Undue benefits to 'distributor': MCA orders pharmaceutical company agreements' scrutiny
The Monopoly Control Authority (MCA) has ordered scrutiny/audit of agreements of a leading pharmaceutical company, allegedly involved in giving undue benefits to its distributor of medicines, resulting in "undue concentration of economic power" in the pharmaceutical sector.
In this connection, the MCA on Friday issued a detailed order, elaborating the violations allegedly committed by the company and its distributor, under the agreements inked between them.
The MCA has also approached the Securities and Exchange Commission of Pakistan (SECP) to investigate whether the provisions of 'inter-corporate financing' under Companies Ordinance 1984 has been violated by the company or not.
Sources told Business Recorder that this is for the first time that the Authority has detected a pharmaceutical company having committed a serious violation of Section 4(b) of the Monopolies and Restrictive Trade Practices (Control and Prevention) Ordinance, 1970.
The pharmaceutical company has inked agreements with its distributor, which is also a holding company of the pharma giant operating in Pakistan.
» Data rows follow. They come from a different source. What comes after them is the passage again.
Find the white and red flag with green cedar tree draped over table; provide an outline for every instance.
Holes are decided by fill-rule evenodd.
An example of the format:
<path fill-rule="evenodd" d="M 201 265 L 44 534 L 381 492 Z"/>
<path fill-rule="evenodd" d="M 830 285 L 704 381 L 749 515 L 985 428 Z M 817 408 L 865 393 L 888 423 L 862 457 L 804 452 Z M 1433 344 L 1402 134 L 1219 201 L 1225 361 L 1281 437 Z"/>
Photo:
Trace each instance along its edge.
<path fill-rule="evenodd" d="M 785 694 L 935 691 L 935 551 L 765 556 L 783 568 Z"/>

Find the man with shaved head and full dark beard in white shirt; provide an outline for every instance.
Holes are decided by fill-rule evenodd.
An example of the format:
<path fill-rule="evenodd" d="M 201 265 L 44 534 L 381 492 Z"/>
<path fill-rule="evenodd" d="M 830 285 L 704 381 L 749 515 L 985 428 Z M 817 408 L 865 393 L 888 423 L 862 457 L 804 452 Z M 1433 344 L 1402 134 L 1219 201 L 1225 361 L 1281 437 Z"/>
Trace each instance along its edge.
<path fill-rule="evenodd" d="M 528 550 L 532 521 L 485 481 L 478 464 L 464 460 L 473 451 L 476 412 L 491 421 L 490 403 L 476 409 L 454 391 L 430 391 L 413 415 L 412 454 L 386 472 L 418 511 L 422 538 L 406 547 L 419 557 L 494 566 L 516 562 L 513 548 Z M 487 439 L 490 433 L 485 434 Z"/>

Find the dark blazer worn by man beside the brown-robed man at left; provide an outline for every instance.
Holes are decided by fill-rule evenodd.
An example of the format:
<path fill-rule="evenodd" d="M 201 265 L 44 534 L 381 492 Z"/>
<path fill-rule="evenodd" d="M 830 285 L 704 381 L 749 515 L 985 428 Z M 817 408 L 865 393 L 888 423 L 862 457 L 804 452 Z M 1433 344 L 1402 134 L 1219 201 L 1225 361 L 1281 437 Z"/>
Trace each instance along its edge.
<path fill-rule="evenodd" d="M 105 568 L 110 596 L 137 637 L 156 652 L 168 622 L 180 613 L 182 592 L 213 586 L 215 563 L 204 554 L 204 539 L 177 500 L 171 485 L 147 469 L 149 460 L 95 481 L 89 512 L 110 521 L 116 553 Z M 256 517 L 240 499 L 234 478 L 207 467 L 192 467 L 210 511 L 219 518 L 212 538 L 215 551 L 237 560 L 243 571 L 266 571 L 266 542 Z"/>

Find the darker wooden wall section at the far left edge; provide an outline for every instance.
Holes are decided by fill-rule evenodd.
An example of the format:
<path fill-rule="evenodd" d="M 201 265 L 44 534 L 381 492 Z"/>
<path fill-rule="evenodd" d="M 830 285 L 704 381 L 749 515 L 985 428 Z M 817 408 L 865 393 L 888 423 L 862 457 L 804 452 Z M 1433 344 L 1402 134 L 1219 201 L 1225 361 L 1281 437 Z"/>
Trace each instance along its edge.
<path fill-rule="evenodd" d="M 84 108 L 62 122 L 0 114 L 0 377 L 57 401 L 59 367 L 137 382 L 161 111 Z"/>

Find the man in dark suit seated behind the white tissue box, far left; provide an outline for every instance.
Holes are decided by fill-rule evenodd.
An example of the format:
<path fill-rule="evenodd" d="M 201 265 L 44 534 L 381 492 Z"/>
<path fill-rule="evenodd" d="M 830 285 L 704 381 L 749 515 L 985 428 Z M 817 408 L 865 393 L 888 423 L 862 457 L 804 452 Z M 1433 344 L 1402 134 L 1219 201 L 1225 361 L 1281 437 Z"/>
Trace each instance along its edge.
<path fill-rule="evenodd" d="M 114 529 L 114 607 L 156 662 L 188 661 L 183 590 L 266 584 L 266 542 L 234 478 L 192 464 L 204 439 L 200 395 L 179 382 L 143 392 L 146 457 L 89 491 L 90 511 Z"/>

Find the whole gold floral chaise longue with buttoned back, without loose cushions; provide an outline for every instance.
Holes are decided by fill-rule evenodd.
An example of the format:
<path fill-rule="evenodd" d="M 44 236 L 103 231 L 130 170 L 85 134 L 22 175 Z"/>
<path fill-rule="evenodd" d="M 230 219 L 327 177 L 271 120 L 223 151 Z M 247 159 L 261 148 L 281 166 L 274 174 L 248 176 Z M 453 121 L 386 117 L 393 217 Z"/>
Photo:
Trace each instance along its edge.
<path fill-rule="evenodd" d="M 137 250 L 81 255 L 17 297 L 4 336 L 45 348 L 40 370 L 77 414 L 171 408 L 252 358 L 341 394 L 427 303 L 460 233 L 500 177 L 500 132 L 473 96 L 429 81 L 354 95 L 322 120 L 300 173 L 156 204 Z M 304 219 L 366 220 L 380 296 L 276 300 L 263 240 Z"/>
The MCA detected that the agreement of distributorship between the company and its distributor extended extraordinary benefits for the latter.
Sources said that the terms and conditions of the agreements between the company and its distributor are not covered under the normal course of business and trade. The pharmaceutical company has given exceptional benefits to the company, on soft terms basis. In normal cases, the agreements between a pharmaceutical company and its distributor are not of such nature as inked by the company in question, officials said.
Meanwhile, the MCA has announced that, under the chairmanship of Khalid A Mirza, the Authority had issued an important, landmark, Order on September 13, 2007, designed to remove serious anomalies in the contractual relationship between two associated companies, viz Searle Pakistan Ltd (Searle) and International Brands (Pvt) Limited (IBL), regarding distribution of Searle's products by IBL, a privately-owned leading distributor that also has a substantial equity interest in Searle.
Noting that the distribution agreement and related arrangements, in place since July 2000, had the effect of unfairly benefiting the shareholders of IBL to the prejudice of the shareholders of Searle, which is a listed company with shareholders from the general public, the Order remarks that "it is difficult to imagine a more glaring manifestation of undue concentration of economic power at play.
" The authority has stated that it is an "obvious situation" which comes within the mischief of section 4(b) of the MRTPO 1970 and has laid down the principles setting out a fair and equitable basis upon which the parties must not only redefine their relationship for all future dealings but also recalculate and settle all past transactions since July, 2000.
Among other matters, the Authority rescinded the consignment basis that was in vogue till July 2005 (with financial consequences that follow from this), reduced the period of interest-free credit enjoyed by IBL on payments due to Searle from 120 days to 40 days, reversed warehousing rent charged by IBL to Searle, and laid down a strict basis upon which reimbursement of expenses could be claimed by IBL from Searle.
The Authority ordered that the parties engage either the statutory auditors of Searle or a firm of chartered accountants approved by the Authority to examine all transactions between the two undertakings since July 2000, based on the principles laid down by it, and determine the net amount due from IBL to Searle.
They have been required to complete this task within 90 days and to effect settlement of the net amount determined as due and payable to Searle to the satisfaction of the Authority, within 120 days of the date of this order.
Moreover, the Authority noted the possible contravention of sections 195 and 208 of the Companies Ordinance, 1984, and directed its Registrar to make a reference to the SECP to take appropriate measures, as may be deemed appropriate, by the Commission, the MCA said.